Pat Buckley was an Irish sportsperson. He played hurling with his local club Aghabullogue and was a member of the Cork senior inter-county team from 1890 until 1892. Buckley, together with his team-mate Dan Drew, became the first players to win two All-Ireland winners' medals on the field of play.

==Playing career==
===Club===
Buckley played his hurling with his local club in Aghabullogue and enjoyed some success. He won a county senior championship title in 1890 following a 7-3 to 1-1 defeat of Aghada. It remains Aghabullogue's only county final victory.

===Inter-county===
Buckley first came to prominence on the inter-county scene with Cork as part of the Aghabullogue selection in 1890. That year he lined out in his first provincial decider with Kerry providing the opposition. The game was far from exciting, however, at full-time Cork were the champions by 2-0 to 0-1. It was Buckley's first Munster title. Cork's next game was an All-Ireland final meeting with Wexford. The game was a controversial one and was marred by ill-tempered behaviour. A Cork player had his toe broken by one of his Wexford counterparts. Cork captain, Dan Lane, led his men off the field in protest. At the time Cork were trailing by 2-2 to 1-6, however, the GAA's Central Council later backed Cork and Buckley collected an All-Ireland Senior Hurling Championship title.

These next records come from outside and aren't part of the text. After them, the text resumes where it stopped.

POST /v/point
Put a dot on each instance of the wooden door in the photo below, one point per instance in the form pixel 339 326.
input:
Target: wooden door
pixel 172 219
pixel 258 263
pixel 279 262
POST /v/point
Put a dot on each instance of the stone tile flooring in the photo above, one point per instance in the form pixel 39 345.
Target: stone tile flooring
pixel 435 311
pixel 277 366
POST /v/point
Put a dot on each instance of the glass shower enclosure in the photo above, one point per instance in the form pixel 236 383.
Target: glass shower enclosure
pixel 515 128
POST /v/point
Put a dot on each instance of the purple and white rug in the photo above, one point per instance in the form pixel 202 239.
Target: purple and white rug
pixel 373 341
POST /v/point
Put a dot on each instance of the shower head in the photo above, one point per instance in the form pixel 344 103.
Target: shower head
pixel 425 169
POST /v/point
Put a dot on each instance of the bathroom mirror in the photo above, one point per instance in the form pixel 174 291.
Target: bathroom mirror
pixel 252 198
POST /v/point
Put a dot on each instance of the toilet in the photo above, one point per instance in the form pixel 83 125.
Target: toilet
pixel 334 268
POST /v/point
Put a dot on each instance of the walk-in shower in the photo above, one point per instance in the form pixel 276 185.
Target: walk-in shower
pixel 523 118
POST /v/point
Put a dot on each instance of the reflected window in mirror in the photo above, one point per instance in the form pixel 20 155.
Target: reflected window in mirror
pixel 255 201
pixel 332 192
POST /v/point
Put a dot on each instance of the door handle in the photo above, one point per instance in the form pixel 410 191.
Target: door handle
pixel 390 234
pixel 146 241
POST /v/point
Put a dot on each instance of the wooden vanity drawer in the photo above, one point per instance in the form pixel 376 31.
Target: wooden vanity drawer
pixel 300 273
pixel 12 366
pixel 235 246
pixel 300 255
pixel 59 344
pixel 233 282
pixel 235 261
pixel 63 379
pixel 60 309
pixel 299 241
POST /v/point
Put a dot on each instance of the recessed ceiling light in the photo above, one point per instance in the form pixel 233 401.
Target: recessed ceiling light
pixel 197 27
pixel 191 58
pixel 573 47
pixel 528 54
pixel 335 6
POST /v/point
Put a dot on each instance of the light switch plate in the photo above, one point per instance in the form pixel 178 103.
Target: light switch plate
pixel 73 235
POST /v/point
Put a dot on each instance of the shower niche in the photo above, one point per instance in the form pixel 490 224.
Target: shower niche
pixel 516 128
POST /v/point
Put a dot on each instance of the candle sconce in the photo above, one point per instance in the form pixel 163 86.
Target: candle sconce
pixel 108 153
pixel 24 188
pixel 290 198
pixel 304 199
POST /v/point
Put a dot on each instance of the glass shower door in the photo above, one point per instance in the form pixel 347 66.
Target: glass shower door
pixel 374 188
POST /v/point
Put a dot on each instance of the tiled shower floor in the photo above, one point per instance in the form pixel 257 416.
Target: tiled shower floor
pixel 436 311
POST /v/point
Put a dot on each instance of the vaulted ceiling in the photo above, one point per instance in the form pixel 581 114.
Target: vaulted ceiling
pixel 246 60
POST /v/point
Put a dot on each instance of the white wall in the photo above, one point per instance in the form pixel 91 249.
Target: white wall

Buckley was dropped from the Cork team again in 1891, however, he was back in 1892. That year he lined out in his second provincial decider with All-Ireland champions Kerry providing the opposition once again. An exciting game developed, however, at full-time Cork were the champions by 5-3 to 2-5. It was Buckley's second Munster title. Cork's next game was an All-Ireland final meeting with Dublin. The game was a controversial one as referee Dan Fraher changed his mind after initially awarding a goal to Cork. He eventually decided that the GAA's Central Council should decide the matter. Dublin, however, had walked off the field and, because of this, Cork were awarded the title. It was Buckley's second All-Ireland title.

==Honours==
===Aghabullogue===
- Cork Senior Hurling Championship: 1
  - Winner (1): 1890

===Cork===
- All-Ireland Senior Hurling Championship: 2
  - Winner (2): 1890, 1892
- Munster Senior Hurling Championship: 2
  - Winner (2): 1890, 1892

==Sources==
- Corry, Eoghan, The GAA Book of Lists (Hodder Headline Ireland, 2005).
- Cronin, Jim, A Rebel Hundred: Cork's 100 All-Ireland Titles.
- Donegan, Des, The Complete Handbook of Gaelic Games (DBA Publications Limited, 2005).